My concern is that by referring users to resources and services via HTTP
rather than HTTPS, we are encouraging users to leak more personal
information (reading habits, location, language settings, etc) to third
These third parties include our networking providers, our hosting
providers, our content providers, the next person who uses the users'
public computer, etc., etc.
HTTPS protects in multiple ways. Firstly it protects the data 'on the
wire' (but that is rarely a problem in practice). Secondly HTTPS
protects from web caching attacks. Thirdly the fact that a connection is
HTTPS causes almost all tools and applications to use a more secure set
of options and preferences, covering everything from cookie handling, to
not remembering passwords, not storing local caches, using shorter
timeouts, etc. This last category is where the real protection is.

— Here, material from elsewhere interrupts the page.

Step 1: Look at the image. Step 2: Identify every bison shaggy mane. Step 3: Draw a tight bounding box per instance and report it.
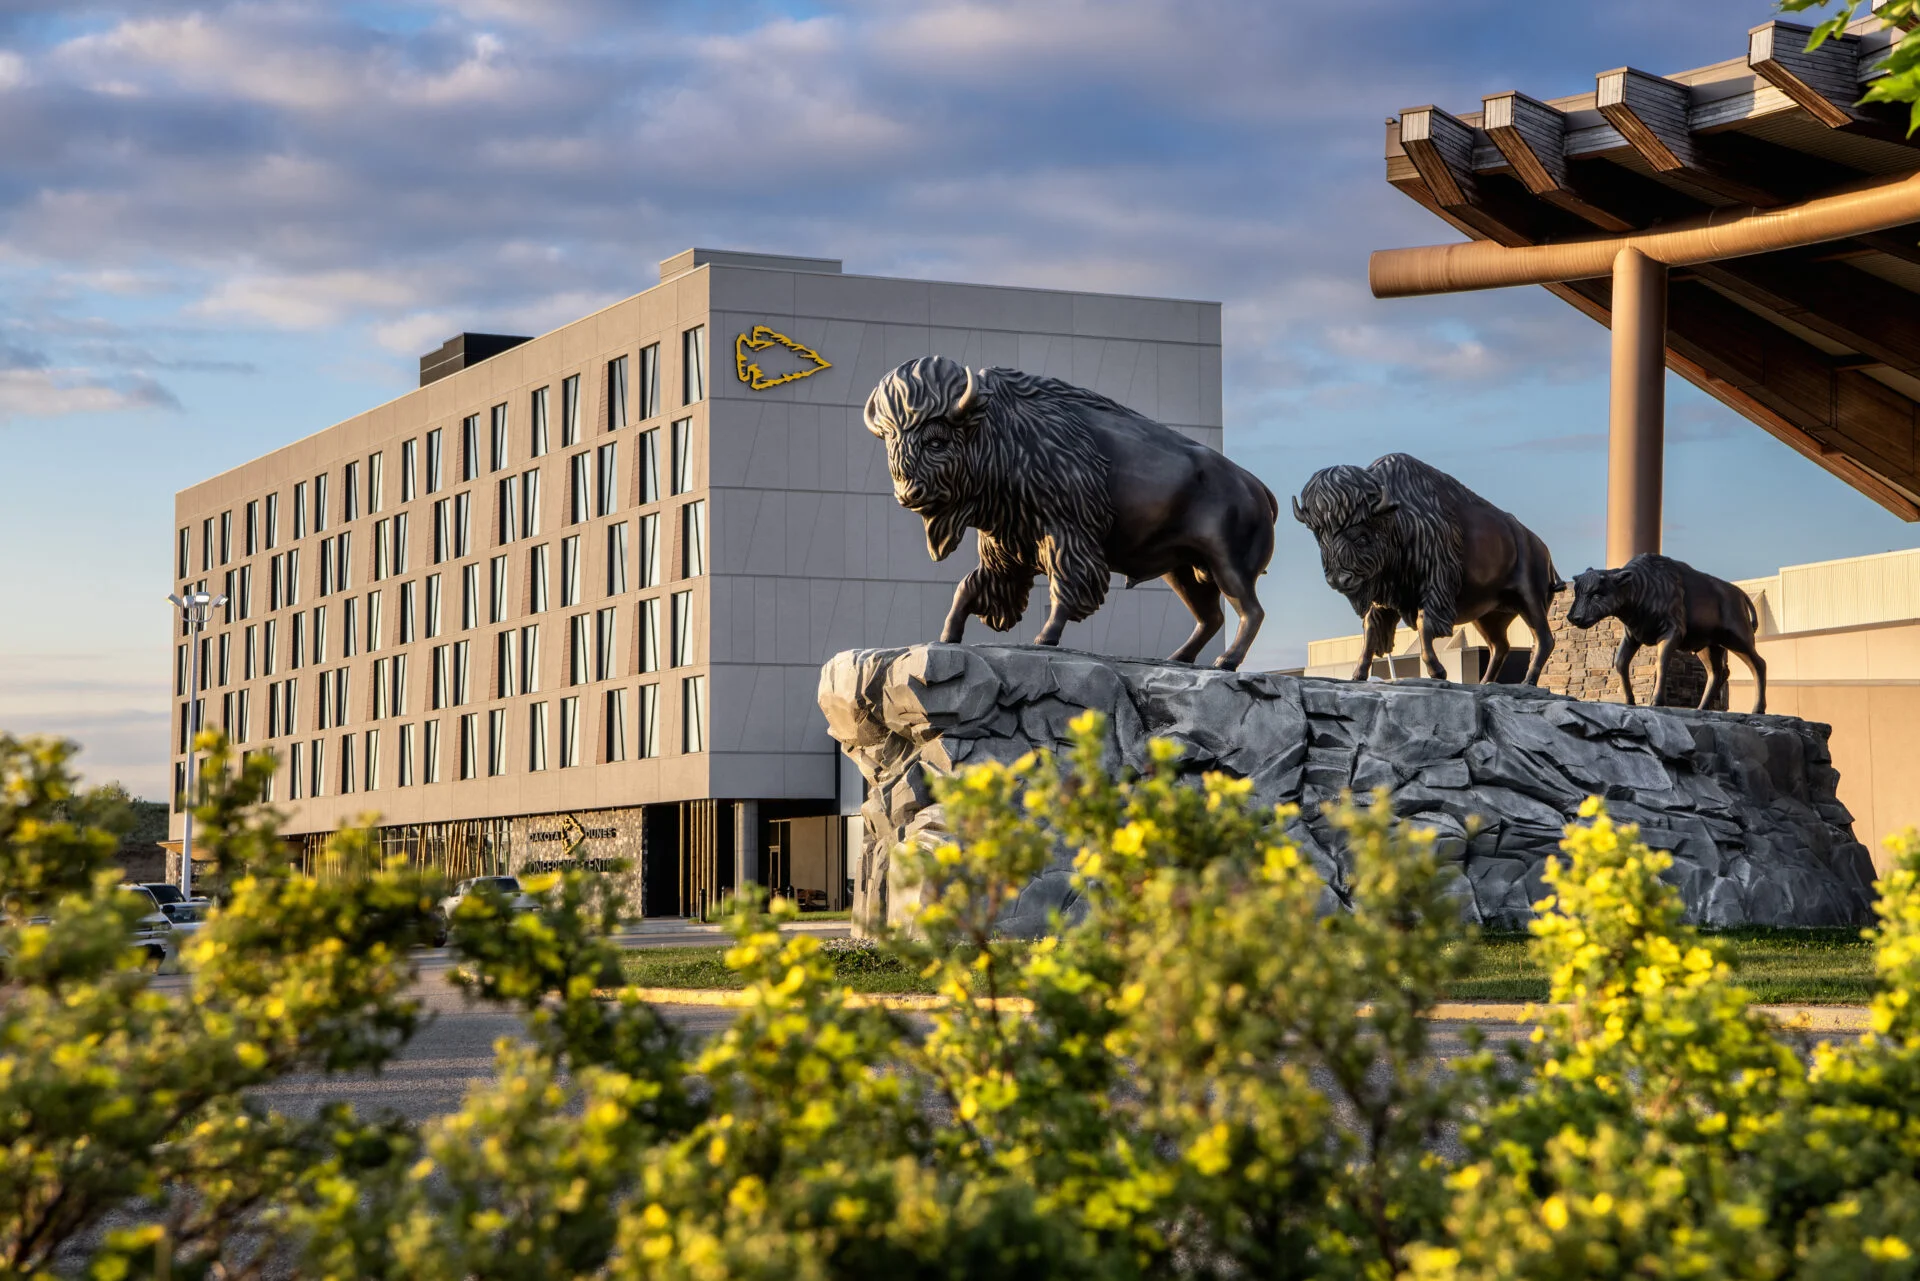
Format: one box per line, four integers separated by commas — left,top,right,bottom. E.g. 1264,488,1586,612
1294,453,1475,635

There are lots of privacy breaches that HTTPS won't deter (a thorough
compromise of the users' machine, a thorough compromise of the content
provider's machine, etc.), but it raises the bar and protects against a
significant number of breaches that become impossible or much, much
harder / less likely.
My understanding is that that HTTPS and EzProxy can potentially protect
readers identity very effectively (assuming the library systems are
secure and no one turns up with a warrant).
> And having just read the Freedom to Read Statement, this issue has no
> bearing on it. Freedom to Read is about accessibility to materials, not
> privacy. While no doubt there is some statement somewhere about that,
> Freedom to Read is a statement about diversity of materials and not the
> ability to read them without anyone knowing about it.
If materials are only available at the cost of personal privacy, are
they really available? In repressive regimes all across the world people
are actively discriminated against (or worse) for read the wrong book,
being in the wrong place or communicating in the wrong language.
How many of us live in countries where currently (or in living memory)
people are been derided for speaking a non-English language?